# Definition:Real Interval/Unit Interval/Open

## Definition

The open interval between $0$ and $1$ is referred to as the open unit interval.

$\left({0 \,.\,.\, 1}\right) = \left\{ {x \in \R: 0 < x < 1}\right\}$

## Notation

An arbitrary interval is frequently denoted $\mathbb I$, although some sources use just $I$. Others use $\mathbf I$.

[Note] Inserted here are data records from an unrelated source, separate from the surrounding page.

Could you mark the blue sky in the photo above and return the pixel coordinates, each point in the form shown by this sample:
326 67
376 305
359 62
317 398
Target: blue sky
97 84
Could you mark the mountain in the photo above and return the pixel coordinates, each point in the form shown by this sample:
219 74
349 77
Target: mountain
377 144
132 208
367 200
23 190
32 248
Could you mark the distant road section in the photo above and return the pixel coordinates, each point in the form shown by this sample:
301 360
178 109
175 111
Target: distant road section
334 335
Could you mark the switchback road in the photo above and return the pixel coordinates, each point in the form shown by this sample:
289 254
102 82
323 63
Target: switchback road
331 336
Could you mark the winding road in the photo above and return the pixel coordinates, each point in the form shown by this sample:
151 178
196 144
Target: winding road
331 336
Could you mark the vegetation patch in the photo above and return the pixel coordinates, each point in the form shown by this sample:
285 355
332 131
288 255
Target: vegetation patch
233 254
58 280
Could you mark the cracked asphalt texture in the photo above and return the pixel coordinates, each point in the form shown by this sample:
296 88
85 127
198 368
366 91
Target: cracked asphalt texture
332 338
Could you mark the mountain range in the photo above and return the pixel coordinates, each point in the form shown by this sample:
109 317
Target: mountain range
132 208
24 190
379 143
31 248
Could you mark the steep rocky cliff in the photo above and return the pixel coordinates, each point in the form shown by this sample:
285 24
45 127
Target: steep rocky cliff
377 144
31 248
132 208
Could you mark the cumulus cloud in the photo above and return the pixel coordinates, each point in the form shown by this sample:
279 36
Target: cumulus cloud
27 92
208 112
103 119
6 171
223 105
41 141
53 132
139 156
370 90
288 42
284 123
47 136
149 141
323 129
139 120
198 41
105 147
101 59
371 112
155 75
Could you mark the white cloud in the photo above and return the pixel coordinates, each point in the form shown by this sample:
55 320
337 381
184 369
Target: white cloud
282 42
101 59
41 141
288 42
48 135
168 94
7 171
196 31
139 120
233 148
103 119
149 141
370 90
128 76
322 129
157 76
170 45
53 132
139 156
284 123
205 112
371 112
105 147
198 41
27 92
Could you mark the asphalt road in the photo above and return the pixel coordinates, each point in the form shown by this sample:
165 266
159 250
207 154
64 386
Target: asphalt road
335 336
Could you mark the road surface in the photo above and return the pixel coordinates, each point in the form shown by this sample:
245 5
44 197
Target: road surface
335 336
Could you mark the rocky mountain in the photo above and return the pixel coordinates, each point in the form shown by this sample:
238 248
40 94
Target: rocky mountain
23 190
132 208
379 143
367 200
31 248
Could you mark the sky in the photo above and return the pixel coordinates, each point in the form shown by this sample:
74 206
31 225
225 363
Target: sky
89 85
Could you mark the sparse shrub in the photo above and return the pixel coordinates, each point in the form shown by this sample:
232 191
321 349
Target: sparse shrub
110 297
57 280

### Wirth Interval Notation

The notation used on this site to denote a real interval is a fairly recent innovation, and was introduced by Niklaus Emil Wirth:

 $\displaystyle \openint a b$ $:=$ $\displaystyle \set {x \in \R: a < x < b}$ Open Real Interval $\displaystyle \hointr a b$ $:=$ $\displaystyle \set {x \in \R: a \le x < b}$ Half-Open (to the right) Real Interval $\displaystyle \hointl a b$ $:=$ $\displaystyle \set {x \in \R: a < x \le b}$ Half-Open (to the left) Real Interval $\displaystyle \closedint a b$ $:=$ $\displaystyle \set {x \in \R: a \le x \le b}$ Closed Real Interval

The term Wirth interval notation has consequently been coined by $\mathsf{Pr} \infty \mathsf{fWiki}$.